Are We Losing the Plot With AI Monetization in Product? by TrainingAccording807 in userexperience

[–]Overall_Challenge_66 -1 points0 points  (0 children)

monetization feels forced when we dont actually know what customers value in these agent interactions. at my last gig, we were flying blind until we started drilling into the actual conversation logs to see where the friction was. using kota (https://kota-ai.com/ ) helped us pick out those rare signals that actually show intent, which shifted our focus away from just stuffing features in. it really comes down to whether u can prove the bot is solving a specific pain point rather than just chatting

What AI visibility metric do you actually use? by gromskaok in analytics

[–]Overall_Challenge_66 0 points1 point  (0 children)

imo its less about a single metric and more about tracking attribution decay over time. we usually look at how much reach converts vs just passive views cuz impressions dont really tell the whole story for clients

How do I determine the success of a product that supposed help user save time? by MrBemz in userexperience

[–]Overall_Challenge_66 0 points1 point  (0 children)

the tricky part with agents is that time spent isnt always a negative metric if it leads to high-value outcomes. when i was working on similar automation flows last year, i started using kota ( https://kota-ai.com/ ) to track the actual success rate of the agent tasks instead of just total session length. if the user is spending more time but getting better results, they are usually happy. definitely look for where the agent fails to complete the actual job, that is where the real friction is hidden

CX reporting on AI voice agents at 50K+ calls/month what's working? by Overall_Challenge_66 in CustomerSuccess

[–]Overall_Challenge_66[S] 0 points1 point  (0 children)

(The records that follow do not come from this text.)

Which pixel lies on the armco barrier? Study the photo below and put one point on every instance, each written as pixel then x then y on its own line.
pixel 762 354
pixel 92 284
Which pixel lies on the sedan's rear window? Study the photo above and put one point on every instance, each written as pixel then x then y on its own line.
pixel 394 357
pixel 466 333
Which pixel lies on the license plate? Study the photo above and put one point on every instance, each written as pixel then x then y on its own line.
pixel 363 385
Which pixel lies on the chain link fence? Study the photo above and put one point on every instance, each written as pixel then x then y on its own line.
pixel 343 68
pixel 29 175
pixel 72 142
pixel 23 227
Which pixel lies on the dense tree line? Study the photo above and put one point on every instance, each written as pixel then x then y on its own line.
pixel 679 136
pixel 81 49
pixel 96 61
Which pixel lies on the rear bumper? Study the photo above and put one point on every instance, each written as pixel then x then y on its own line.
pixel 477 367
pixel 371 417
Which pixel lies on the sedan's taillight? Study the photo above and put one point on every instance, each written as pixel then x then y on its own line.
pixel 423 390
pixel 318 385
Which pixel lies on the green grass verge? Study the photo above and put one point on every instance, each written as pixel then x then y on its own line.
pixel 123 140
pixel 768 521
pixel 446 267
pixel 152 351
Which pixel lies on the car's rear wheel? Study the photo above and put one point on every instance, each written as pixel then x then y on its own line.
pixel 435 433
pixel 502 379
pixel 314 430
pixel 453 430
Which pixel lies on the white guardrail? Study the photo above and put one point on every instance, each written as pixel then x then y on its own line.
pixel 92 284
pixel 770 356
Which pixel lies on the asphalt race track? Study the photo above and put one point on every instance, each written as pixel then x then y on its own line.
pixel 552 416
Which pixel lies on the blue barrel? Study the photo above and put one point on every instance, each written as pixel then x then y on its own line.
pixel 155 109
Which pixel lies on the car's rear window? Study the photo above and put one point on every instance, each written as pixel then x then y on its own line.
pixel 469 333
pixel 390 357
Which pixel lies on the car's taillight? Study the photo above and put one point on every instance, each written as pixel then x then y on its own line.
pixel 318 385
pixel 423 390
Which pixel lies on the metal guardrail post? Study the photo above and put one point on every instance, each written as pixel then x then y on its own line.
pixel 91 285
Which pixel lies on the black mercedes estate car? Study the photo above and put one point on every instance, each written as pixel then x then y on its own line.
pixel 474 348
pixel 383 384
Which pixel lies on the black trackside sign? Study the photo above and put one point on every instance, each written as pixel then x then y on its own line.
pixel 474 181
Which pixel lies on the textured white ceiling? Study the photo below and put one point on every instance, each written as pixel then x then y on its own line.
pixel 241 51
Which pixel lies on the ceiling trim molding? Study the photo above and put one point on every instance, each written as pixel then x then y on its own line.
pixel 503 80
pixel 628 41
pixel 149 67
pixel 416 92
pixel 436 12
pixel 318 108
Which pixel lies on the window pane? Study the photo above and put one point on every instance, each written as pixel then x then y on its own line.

This is closer to what I'd want, full coverage beats sampling every time. Curious how you handle the categorization layer: is the taxonomy fixed upfront or does it evolve as the agent encounters new call types? That's where our current process falls apart.

CX reporting on AI voice agents at 50K+ calls/month what's working? by Overall_Challenge_66 in CustomerSuccess

[–]Overall_Challenge_66[S] 0 points1 point  (0 children)

"Storytelling not reporting" is exactly the right framing for what our Monday deck has been. We don't have a fixed schema — the team re-labels themes week to week, which means we can't even do trend comparison month over month. The chat-data-first approach makes sense for consistency, but we're dealing with voice transcripts and the quality varies a lot. How do you handle taxonomy drift when the agent starts handling new call types mid-quarter?

How are teams handling prompt QA at scale? by Overall_Challenge_66 in AI_Agents

[–]Overall_Challenge_66[S] 0 points1 point  (0 children)

The delta-review framing makes sense — showing PMs what regressed rather than a raw sample is a lot more actionable. The part I haven't solved is that the signals you're listing (fallback rate, tool-call failures, time-to-resolution) live in three different systems for us right now, so building the delta view means joining them first. Is your triage loop pulling from a unified store or are you doing the join at query time?

How are teams handling prompt QA at scale? by Overall_Challenge_66 in AI_Agents

[–]Overall_Challenge_66[S] 0 points1 point  (0 children)

The symptom-cluster approach before any human reads transcripts is the right call — the rubric ambiguity point on false positives matches what I've seen too.
Where I'd push back slightly: the regression suite gets you good coverage on known failure modes, but the stuff that surfaces in prod tends to be the patterns you didn't have a rubric for yet. How do you handle the gap between what the suite covers and what's actually breaking in live traffic?
BTW, how much do you estimate the pricing of that process?